Court upholds use of lie detectors to monitor offenders

? Sex offenders who have been paroled or placed on probation can be forced to take routine lie detector tests as a condition of their freedom, a federal appeals court ruled.

The 3rd U.S. Circuit Court of Appeals said Tuesday that such mandatory tests are constitutional as long as the subjects can refuse to answer questions that might implicate them in crimes.

The ruling, by a three-judge panel, upholds a growing national practice of using polygraphs to monitor rapists, child molesters and other sex-crime convicts who have completed their prison terms but have been judged by psychologists to be likely to commit another crime.

The 3rd Circuit directly covers only Pennsylvania, Delaware, New Jersey and the Virgin Islands. But the ruling’s influence could be broader.

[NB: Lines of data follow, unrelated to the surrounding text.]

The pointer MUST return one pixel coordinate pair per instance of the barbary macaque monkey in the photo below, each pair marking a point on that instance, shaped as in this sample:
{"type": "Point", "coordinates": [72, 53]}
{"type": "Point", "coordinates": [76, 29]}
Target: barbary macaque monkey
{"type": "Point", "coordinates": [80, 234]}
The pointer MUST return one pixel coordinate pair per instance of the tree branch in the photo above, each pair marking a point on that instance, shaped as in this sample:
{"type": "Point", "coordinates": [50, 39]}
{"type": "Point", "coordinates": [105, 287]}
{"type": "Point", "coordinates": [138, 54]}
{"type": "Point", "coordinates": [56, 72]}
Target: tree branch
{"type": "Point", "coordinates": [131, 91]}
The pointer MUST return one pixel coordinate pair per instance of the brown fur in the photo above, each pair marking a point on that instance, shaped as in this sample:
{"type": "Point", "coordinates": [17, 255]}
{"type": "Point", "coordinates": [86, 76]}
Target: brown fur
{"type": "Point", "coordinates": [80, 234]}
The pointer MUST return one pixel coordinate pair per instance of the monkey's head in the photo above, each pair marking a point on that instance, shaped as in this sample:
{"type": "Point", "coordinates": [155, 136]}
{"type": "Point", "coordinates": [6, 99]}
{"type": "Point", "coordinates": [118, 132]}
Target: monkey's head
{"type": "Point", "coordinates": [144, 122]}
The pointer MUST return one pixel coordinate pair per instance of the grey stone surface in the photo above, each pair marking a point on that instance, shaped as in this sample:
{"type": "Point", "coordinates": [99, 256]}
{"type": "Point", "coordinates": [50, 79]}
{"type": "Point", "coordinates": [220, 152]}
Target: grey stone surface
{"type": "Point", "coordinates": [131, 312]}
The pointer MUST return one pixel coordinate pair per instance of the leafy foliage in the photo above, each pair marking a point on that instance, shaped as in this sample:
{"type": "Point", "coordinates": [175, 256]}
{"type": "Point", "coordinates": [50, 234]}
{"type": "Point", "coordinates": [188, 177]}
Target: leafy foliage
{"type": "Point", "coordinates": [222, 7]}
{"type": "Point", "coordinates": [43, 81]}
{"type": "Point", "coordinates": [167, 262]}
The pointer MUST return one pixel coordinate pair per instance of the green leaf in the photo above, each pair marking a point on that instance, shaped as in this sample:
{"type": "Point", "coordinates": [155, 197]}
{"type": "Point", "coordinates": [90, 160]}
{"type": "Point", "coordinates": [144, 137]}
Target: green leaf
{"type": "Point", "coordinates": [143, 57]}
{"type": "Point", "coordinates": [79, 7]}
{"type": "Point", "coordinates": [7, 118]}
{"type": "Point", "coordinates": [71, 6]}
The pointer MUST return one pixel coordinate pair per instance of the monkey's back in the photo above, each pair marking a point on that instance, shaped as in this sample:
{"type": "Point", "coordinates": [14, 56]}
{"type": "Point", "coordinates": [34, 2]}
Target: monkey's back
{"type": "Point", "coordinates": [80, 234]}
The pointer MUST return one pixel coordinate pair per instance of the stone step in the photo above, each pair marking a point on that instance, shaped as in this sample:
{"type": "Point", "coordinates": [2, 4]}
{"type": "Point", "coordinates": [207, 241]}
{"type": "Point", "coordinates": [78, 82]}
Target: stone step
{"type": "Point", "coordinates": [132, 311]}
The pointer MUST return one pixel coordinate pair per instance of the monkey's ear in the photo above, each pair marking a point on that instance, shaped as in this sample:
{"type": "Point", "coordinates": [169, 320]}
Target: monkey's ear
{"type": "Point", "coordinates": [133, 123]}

Courts and lawyers in other states can cite it as a precedent.

The case involved Albert M. Lee, 36, a Delaware man who pleaded guilty in 2000 to possessing child pornography and having sex with a 15-year-old girl he met through the Internet.

A judge sentenced Lee to almost four years in prison. Lee also was ordered to submit to frequent polygraph examinations after his scheduled 2004 release.

Lee’s attorney, Christopher S. Koyste, argued that ordering someone to answer questions as part of a polygraph test violates the Fifth Amendment protection against self-incrimination. But Circuit Judge Robert J. Ward disagreed, saying that while Lee had to submit to the polygraph, he was free to refuse to answer specific questions.

Koyste said he was considering whether to appeal.

Courts have banned lie detectors from being used as evidence in most criminal trials. And in October, the National Research Council said lie detectors also should not be used to screen government employees.

The council’s report said a “century of research” has provided little evidence that the tests are accurate.

That finding already has been cited by lawyers challenging routine exams for people on probation and parole. In Colorado, for example, a truck driver convicted of sexual assault filed suit in December seeking to halt that state’s practice of forcing some sex offenders to take a lie detector test every six months.